Carver is NOT napping at the moment and I'm here supervising that little bit of rebellious behavior. I might as well be productive about it, right? Lesson #2 comes next because it's the next one on my mind. No order to this whatsoever. Check out Carver and I in this group shot from last summer's trip to Disneyland. It's a great one for this topic.... :)

And I'm going to be honest here. Don't we all see kids behaving badly at the park, in the store, where ever and wonder what their parents are thinking? It's only natural to assume that the 5 year old making a scene in church has never been taught reverence, right? And that 4 year old with a pacifier is over-indulged and babied by parents who won't help him grow up? Wrong.

Carver's disabilities don't show. He doesn't look different from other kids, most of the time. He wore his SPIO suit for awhile and sometimes he has drool or yogurt on his shirt that most 3 year olds don't have. But otherwise, his disabilities qualify as "invisible." So when we are at the park, in the store, at the doctor's office - other people see his constant physical motion, inability to follow directions and tantrums as signs of bad parenting, right?
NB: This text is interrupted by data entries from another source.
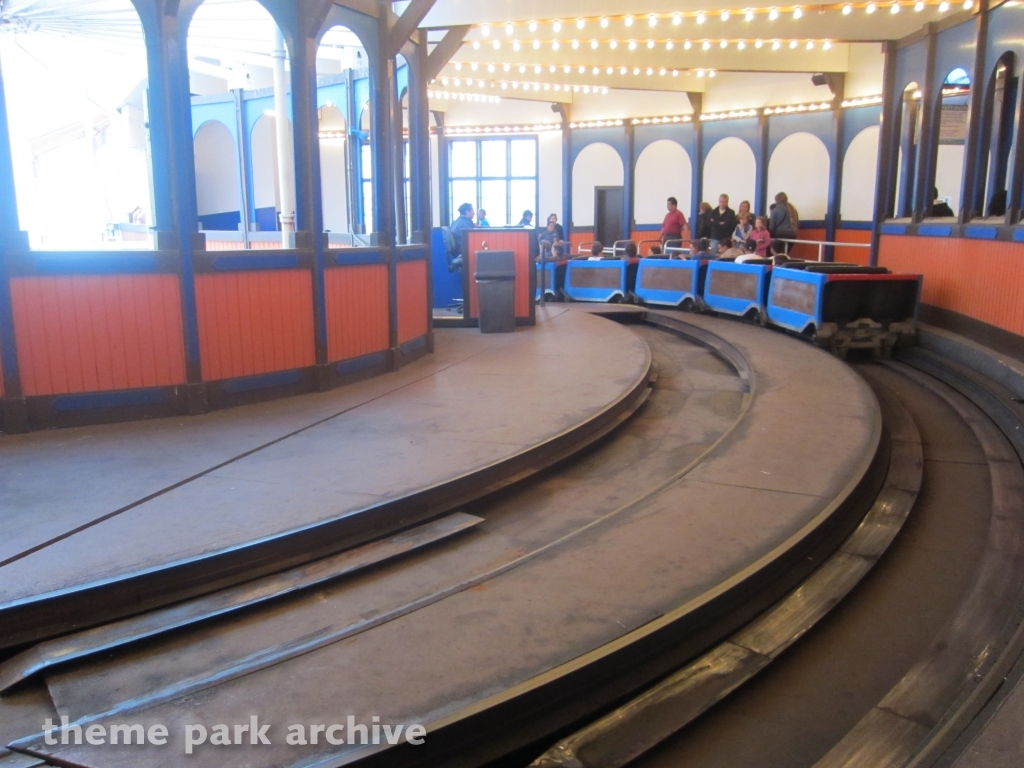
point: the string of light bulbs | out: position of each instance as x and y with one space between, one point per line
677 18
652 43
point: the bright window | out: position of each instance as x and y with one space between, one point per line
496 174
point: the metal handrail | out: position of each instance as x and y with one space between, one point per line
822 243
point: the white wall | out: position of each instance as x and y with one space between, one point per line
729 169
949 173
800 167
549 156
597 165
664 170
859 166
264 159
217 188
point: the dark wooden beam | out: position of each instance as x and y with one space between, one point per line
407 24
443 51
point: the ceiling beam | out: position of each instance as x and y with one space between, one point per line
444 49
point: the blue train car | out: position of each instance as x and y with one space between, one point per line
844 306
738 289
671 282
599 280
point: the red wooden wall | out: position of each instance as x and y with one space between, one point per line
412 290
980 279
254 322
97 332
516 241
357 320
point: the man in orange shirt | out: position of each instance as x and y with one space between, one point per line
672 227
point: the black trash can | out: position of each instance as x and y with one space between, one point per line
496 289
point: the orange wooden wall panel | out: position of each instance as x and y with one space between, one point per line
255 322
855 255
979 279
518 243
411 288
357 317
97 332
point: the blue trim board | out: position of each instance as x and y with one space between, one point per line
125 398
352 259
360 364
262 381
235 263
981 232
114 264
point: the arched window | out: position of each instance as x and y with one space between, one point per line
76 90
238 68
952 108
341 65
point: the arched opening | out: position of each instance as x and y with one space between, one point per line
664 170
341 61
800 166
951 112
76 88
997 135
859 180
729 169
218 200
908 130
238 70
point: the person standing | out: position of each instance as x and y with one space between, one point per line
723 221
672 226
780 223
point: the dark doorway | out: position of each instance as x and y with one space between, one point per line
607 214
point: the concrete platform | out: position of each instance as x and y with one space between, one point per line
88 508
538 593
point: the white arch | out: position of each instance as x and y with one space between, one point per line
859 181
596 165
729 169
800 167
664 170
217 188
334 169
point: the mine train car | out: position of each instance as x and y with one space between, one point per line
839 306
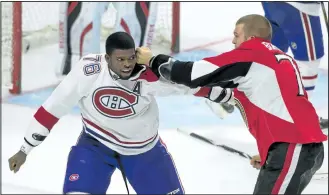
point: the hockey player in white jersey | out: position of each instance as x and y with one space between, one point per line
120 122
297 25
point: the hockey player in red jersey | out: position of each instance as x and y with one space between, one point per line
270 94
120 122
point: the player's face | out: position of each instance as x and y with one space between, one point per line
122 62
239 36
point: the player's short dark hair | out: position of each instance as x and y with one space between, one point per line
119 40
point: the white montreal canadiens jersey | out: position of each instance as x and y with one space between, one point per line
121 114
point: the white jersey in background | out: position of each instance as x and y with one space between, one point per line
121 114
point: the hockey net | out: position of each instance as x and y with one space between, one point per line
29 25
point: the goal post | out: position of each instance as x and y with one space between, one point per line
29 25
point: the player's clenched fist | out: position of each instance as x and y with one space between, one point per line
144 55
255 161
16 161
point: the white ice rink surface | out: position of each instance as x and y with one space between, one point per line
202 168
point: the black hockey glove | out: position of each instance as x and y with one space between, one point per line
161 65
Probably. Sometimes his behaviors give clues to other parents that there is something wrong and they might ask, they might not. But plenty of other times they wonder why we can't control this kid who looks like he must be 4. But his disabilities are REAL and so we look and sound different from other families sometimes. I'm sure lots of people have come to inaccurate conclusions about us because they only know part of the story.

So if Carver's difficulties are invisible, what else might be? How about sick children? Maybe they missed their naps, maybe they are going through a difficult phase, maybe whatever activity we see them in happens to be the hardest part of their day. We might be seeing someone at their very worst. Or maybe it's just a huge success that they made it out of the house that day, for whatever reason. There are so many invisible challenges, so much more to everyone's story than what we see in a brief conversation or even in an afternoon at the park. I'm trying hard to remember that and I'll tell you what - my perspective has really changed as I look around and give parents the benefit of the doubt. I'm pretty sure we're all just doing the best we can. Until you know the WHOLE story, it's just not time to judge.

2 comments:

donna said...

Any more I wonder when we ever know the 'whole' story. Even our own.

Rachael said...

so true - there is always more to know, isn't there?